To unpack it I had to use bunzip2 from my Cygwin installation after which I edited the startx.bat batch file and fixed up the paths and screen resolution and started it up.
Then from the VNC folder, I ran the ssh command:
ssh -R6011:localhost:6000 -l name xxx.172.39.19
and logged into the remote machine.
On the remote machine I ran
export DISPLAY=localhost:11
to tell applications to send the X-Windows output to port 6011. This maps to port 6000 on my machine which is running the X-Server and so when I run a command like xclock on the far machine it shows up locally on my X-Server.
Now here's the weird part, on the remote machine I run
vncviewer xxx.168.103.34:0
which runs the vncviewer on the remote machine which displays a windows 2000 session which is running on yet another machine on my local X-Server desktop.
My question to my friendly sysadmin (i.e Sajjad) is why can't I run the VNC view locally and tunnel through the linux machine connect to the remote windows 2000 machine's vncserver. He says it's more complicated to do this but I don't know enough argue with him right now.
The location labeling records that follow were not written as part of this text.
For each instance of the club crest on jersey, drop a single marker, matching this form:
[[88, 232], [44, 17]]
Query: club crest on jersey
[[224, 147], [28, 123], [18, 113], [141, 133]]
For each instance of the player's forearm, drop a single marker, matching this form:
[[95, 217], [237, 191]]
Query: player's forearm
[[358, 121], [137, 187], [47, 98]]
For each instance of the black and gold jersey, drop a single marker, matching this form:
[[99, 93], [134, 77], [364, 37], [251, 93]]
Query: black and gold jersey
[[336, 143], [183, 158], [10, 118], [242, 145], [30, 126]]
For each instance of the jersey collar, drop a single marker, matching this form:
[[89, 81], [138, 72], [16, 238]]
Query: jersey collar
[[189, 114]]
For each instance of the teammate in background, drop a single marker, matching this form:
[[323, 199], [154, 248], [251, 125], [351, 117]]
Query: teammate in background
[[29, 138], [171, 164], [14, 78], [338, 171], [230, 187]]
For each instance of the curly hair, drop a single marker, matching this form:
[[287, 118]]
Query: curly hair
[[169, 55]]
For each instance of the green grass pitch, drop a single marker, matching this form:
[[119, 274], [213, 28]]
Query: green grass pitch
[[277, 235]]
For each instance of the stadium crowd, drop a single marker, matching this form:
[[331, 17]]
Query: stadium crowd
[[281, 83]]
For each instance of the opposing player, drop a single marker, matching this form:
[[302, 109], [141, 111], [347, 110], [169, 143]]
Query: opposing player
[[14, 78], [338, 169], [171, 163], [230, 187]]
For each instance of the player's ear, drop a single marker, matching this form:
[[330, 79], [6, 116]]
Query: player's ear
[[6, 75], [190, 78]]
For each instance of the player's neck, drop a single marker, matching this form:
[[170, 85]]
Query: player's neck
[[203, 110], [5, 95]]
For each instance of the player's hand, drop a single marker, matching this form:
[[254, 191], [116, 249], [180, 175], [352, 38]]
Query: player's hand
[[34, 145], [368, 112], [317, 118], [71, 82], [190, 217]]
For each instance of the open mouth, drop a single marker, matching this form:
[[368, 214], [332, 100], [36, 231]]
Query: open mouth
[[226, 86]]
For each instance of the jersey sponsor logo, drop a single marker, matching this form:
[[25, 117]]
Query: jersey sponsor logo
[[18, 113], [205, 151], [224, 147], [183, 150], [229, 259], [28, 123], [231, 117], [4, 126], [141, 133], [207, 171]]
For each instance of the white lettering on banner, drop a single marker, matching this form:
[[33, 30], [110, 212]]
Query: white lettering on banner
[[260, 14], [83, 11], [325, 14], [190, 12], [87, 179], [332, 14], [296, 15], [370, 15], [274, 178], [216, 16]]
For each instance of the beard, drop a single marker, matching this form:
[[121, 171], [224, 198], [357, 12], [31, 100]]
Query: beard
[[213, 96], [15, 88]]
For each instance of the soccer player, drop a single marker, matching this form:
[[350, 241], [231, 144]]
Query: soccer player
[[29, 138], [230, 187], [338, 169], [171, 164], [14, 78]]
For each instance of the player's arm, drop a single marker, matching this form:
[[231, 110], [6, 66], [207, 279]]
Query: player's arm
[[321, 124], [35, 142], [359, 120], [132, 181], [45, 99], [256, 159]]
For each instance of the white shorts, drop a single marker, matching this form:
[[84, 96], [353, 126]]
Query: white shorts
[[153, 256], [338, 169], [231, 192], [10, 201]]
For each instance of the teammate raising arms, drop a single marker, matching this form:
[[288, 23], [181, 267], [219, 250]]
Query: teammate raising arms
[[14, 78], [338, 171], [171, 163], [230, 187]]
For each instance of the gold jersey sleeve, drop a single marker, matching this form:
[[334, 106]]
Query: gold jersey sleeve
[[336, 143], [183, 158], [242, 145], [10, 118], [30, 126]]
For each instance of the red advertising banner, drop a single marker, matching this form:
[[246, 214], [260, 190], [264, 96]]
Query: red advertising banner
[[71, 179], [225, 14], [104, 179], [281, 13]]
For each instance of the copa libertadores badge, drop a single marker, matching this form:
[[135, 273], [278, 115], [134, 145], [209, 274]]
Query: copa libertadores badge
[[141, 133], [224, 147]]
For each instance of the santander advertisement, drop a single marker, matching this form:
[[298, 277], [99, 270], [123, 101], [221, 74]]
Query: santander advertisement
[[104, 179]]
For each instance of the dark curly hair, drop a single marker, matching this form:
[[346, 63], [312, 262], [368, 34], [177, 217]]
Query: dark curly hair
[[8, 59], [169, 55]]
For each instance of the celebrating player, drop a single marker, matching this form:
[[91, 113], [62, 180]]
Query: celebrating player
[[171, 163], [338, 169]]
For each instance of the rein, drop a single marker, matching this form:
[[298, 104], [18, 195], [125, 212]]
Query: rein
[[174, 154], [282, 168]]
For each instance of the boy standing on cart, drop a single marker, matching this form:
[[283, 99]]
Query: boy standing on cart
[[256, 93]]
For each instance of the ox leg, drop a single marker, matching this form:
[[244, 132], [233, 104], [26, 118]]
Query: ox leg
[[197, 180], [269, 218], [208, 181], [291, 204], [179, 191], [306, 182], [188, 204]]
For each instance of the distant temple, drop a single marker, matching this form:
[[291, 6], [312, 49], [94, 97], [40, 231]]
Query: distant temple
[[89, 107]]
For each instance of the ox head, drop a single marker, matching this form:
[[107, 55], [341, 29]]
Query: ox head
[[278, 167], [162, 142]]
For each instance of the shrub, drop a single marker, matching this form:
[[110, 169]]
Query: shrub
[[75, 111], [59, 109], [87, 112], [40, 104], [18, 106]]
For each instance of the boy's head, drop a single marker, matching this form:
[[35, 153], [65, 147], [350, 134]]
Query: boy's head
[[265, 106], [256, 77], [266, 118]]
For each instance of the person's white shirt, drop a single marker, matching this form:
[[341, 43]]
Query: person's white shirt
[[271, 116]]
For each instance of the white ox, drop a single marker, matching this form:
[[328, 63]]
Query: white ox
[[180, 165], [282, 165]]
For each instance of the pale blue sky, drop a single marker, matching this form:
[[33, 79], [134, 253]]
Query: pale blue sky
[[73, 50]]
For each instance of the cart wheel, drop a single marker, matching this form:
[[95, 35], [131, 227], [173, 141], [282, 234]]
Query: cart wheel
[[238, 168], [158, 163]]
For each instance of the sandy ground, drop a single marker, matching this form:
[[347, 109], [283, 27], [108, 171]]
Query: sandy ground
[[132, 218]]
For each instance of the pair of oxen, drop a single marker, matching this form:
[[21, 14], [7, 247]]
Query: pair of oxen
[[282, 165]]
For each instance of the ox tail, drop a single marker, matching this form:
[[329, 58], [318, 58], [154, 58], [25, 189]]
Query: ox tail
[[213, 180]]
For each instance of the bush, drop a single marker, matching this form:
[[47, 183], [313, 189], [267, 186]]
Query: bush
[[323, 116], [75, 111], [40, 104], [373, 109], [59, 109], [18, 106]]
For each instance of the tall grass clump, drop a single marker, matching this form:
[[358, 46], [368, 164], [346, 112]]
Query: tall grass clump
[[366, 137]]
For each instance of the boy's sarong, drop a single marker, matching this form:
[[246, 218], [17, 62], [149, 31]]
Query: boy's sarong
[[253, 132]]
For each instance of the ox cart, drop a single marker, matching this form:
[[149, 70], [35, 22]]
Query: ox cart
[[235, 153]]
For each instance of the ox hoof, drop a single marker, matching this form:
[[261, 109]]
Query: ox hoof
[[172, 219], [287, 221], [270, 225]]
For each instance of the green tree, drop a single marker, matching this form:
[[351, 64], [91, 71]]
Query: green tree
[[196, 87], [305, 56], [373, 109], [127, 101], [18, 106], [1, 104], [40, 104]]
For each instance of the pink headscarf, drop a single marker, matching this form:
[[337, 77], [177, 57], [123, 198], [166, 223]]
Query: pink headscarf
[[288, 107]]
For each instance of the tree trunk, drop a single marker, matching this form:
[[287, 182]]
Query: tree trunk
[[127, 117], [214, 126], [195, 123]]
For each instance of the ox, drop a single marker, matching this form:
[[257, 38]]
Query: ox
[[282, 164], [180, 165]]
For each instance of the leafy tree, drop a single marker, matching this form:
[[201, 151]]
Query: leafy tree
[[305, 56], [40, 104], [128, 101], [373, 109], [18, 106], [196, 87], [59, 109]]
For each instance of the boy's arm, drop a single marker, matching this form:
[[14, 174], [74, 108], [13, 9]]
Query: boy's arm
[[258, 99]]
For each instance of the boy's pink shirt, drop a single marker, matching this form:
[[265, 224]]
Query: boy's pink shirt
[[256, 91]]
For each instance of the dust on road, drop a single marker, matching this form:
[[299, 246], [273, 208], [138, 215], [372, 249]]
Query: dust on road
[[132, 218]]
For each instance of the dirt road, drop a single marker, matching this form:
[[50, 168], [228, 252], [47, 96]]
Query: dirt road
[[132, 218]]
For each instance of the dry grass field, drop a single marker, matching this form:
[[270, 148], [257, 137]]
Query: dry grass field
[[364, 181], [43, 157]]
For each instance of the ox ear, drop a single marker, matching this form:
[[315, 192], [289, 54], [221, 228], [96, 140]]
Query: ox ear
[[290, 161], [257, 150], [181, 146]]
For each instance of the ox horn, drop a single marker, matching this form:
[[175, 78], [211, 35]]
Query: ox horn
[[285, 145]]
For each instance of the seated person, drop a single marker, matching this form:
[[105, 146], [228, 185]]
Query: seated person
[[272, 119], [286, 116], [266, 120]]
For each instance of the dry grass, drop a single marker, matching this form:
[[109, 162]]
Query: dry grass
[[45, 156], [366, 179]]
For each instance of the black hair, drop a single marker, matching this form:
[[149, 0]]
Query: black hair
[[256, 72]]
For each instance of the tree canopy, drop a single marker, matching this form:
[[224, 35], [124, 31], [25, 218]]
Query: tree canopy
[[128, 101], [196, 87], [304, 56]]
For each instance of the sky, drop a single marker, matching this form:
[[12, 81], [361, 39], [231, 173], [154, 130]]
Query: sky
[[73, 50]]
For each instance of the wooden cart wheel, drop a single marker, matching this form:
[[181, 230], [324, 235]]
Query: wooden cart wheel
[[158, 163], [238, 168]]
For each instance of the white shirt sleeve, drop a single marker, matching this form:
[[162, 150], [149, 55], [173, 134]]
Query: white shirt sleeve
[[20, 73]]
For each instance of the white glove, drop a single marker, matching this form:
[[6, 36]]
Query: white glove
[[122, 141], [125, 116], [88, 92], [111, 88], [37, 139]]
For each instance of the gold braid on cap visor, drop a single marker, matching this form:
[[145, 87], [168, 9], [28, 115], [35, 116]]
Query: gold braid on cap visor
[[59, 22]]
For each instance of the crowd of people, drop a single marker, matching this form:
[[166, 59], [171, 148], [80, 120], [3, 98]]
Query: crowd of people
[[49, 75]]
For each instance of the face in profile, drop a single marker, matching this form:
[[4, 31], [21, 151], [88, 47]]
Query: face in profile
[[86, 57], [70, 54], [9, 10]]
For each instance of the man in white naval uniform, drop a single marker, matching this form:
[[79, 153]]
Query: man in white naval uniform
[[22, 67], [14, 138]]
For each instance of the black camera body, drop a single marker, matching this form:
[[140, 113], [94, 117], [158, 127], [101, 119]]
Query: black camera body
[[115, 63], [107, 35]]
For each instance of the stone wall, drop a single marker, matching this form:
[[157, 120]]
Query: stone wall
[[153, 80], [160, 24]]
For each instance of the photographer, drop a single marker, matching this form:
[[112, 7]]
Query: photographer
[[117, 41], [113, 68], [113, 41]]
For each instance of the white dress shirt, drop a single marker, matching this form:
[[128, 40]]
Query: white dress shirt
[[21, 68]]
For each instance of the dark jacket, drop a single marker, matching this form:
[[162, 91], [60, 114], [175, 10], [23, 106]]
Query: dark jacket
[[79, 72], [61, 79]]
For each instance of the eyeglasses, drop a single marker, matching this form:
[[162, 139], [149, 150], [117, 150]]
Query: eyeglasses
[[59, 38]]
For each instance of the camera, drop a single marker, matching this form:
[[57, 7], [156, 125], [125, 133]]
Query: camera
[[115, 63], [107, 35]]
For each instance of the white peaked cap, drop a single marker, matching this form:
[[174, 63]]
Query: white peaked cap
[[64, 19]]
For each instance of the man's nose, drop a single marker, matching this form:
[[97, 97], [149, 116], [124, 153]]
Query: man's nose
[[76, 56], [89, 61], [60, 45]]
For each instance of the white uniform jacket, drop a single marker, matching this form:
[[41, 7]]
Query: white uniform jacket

References: Freeware SSH and SCP for Windows 9x, NT, ME, 2000 and XP
Posted by stuartcw at September 11, 2002 11:59 AMHello Dear M-r Woodward,
I think you have a little mistake - you not need X-Server for windows at all. There is WinVNC server in the distribution. URL for RTFM:
http://www.uk.research.att.com/vnc/winvnc.html
So you just need to start it on the one machine. In this way you can see this machine from any other with installed VNC client. I have tried all cross combinations: lin-to-win, win-to-lin, win-to-win, lin-to-lin and there was OK. Also before my company had two offices - in Tokyo and Osaka, so the connection was tunneled via IPsec.
In fact I think you not need SSH at all. The VNC have pretty good encryption included, with session password etc. For SSH:
http://www.uk.research.att.com/vnc/sshvnc.html
Stoyan, you are right. Later Sajjad fixed it so that I can tunnel (to Osaka) directly. The configuration is actually win-linux-win. First we had a reverse tunnel from the linux machine back to the X-server on my win2000 machine but now we have a forward tunnel from the linux machine to the remote win2000 vnc port.
Another issue that came up was that other users couldn't connect using SHH until we set the "HOME" folder in their environment. This lead to a misleading "Unknown User" error.